Hayden: nessuna camera ardente, espatrio della salma nelle prossime ore

Nicky Hayden non ce l'ha fatta, sopraffatto da quel destino beffardo e vigliacco che – come successe a Michael Schumacher nel dicembre di ormai 3 anni e mezzo fa – ha presentato il conto in un giorno ordinario, in modalità impensabili, all'indirizzo di chi ha messo a repentaglio la propria vita per professione – sfrecciando ai 300 all'ora sui tracciati di tutto il mondo, divenendone padrone nel 2006 – per oltre dieci anni.

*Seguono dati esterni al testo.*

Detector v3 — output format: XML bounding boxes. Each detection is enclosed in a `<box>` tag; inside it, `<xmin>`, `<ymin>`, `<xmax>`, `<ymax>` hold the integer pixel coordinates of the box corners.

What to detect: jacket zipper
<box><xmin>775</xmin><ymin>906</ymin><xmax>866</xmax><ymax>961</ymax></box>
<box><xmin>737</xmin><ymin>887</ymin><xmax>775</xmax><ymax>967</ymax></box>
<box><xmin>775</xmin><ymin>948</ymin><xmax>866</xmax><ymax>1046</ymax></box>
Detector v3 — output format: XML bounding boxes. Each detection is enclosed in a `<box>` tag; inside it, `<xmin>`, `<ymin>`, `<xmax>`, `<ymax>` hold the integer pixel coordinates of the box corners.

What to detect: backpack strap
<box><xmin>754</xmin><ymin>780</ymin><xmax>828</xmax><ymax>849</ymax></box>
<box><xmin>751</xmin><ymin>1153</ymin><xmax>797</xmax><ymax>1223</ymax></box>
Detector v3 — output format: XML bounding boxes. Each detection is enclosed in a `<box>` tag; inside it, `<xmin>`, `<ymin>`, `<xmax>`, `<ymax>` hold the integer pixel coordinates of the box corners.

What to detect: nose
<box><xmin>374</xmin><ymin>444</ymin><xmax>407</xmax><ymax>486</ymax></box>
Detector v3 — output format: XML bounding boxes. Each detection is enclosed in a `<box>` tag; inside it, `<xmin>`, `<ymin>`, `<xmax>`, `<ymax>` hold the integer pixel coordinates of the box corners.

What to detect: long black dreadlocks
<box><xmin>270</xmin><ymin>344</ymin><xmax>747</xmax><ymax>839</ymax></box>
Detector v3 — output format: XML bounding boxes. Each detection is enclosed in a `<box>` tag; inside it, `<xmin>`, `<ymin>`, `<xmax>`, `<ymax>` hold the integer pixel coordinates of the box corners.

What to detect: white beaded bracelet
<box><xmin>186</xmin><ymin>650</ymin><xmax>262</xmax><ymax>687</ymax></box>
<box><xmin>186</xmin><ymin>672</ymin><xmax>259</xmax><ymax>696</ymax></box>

Dal Kentucky a Tavoleto: basterebbe questo a sacramentare; eppure Hayden da queste parti ci passava spesso, l'ultima volta in occasione della tappa imolese del mondiale di Superbike, dove ancora gareggiava pur non avendo a disposizione il no plus ultra della categoria, ma comunque apprezzato da tutti.

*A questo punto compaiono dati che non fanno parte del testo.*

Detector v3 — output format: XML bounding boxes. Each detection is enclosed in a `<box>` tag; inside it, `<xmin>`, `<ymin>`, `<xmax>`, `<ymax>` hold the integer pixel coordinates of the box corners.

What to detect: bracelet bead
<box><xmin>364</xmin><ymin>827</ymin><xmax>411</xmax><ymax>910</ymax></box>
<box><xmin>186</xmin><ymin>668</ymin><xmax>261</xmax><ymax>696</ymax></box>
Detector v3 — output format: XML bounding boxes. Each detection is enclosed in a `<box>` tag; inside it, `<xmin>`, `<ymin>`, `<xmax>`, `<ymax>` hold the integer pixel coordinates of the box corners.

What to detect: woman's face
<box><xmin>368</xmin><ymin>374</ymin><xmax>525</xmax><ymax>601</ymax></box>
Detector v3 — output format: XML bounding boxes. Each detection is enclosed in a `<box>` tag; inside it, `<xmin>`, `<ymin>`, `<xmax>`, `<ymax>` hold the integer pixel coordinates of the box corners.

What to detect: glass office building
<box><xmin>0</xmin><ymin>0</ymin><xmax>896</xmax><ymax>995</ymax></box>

L'unico capace di infliggere una sconfitta – come tale riconosciuta allora dal diretto interessato – a Valentino Rossi, avversario e compagno in un amen.

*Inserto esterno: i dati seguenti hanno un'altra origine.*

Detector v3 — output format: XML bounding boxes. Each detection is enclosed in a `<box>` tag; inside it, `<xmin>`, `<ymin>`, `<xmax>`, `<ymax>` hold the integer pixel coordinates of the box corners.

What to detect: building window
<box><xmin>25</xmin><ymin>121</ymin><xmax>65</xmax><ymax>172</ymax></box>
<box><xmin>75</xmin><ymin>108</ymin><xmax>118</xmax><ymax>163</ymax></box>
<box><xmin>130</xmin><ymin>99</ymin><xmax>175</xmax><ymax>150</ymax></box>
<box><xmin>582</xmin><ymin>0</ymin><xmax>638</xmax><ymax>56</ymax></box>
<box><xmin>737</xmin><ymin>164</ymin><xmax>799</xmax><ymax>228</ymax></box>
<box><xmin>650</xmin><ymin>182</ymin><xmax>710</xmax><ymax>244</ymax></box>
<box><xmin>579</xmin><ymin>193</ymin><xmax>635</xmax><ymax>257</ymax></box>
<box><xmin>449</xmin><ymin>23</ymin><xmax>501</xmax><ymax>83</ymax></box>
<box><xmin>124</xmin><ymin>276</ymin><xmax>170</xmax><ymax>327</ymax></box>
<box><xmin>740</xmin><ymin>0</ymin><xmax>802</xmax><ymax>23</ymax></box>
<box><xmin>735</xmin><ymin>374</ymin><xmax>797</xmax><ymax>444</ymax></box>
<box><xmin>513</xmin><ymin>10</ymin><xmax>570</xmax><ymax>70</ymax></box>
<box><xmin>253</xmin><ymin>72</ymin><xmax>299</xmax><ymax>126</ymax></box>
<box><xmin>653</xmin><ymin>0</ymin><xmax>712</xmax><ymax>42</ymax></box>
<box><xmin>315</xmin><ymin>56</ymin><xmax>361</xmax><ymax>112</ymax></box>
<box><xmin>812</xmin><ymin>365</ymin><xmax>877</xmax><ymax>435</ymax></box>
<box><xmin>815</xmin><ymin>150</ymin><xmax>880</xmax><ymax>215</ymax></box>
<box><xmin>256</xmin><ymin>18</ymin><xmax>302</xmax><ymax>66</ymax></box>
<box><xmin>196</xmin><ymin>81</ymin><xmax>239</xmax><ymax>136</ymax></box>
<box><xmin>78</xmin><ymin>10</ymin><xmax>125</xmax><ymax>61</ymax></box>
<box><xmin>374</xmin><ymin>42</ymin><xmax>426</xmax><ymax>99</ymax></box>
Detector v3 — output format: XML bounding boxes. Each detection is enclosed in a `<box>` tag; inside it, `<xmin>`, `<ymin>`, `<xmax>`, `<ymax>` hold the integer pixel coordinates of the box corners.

Se ne è andato nel tardo pomeriggio di un caldo maggio, dopo giorni in cui ha lottato con le sue forze per restare in sella, una volta di più. La sensazione che non ci sarebbe stata un'ultima curva per il ragazzo del Kentucky pareva inevitabile, a voler leggere tra le righe di bollettini medici che rimpallavano notizie di condizioni disperate e lesioni cerebrali gravissime. Nulla toglie però che dell'ultimo aggiornamento, nessuno avrebbe voluto darne conto.

Si è spento a 35 anni un ottimo pilota, ma soprattutto un bravo ragazzo: nelle prossime ore l'espatrio della salma, i suoi organi – come da sua volontà espressa – saranno donati. Sull'incidente proseguono intanto le indagini: la procura ha disposto una perizia.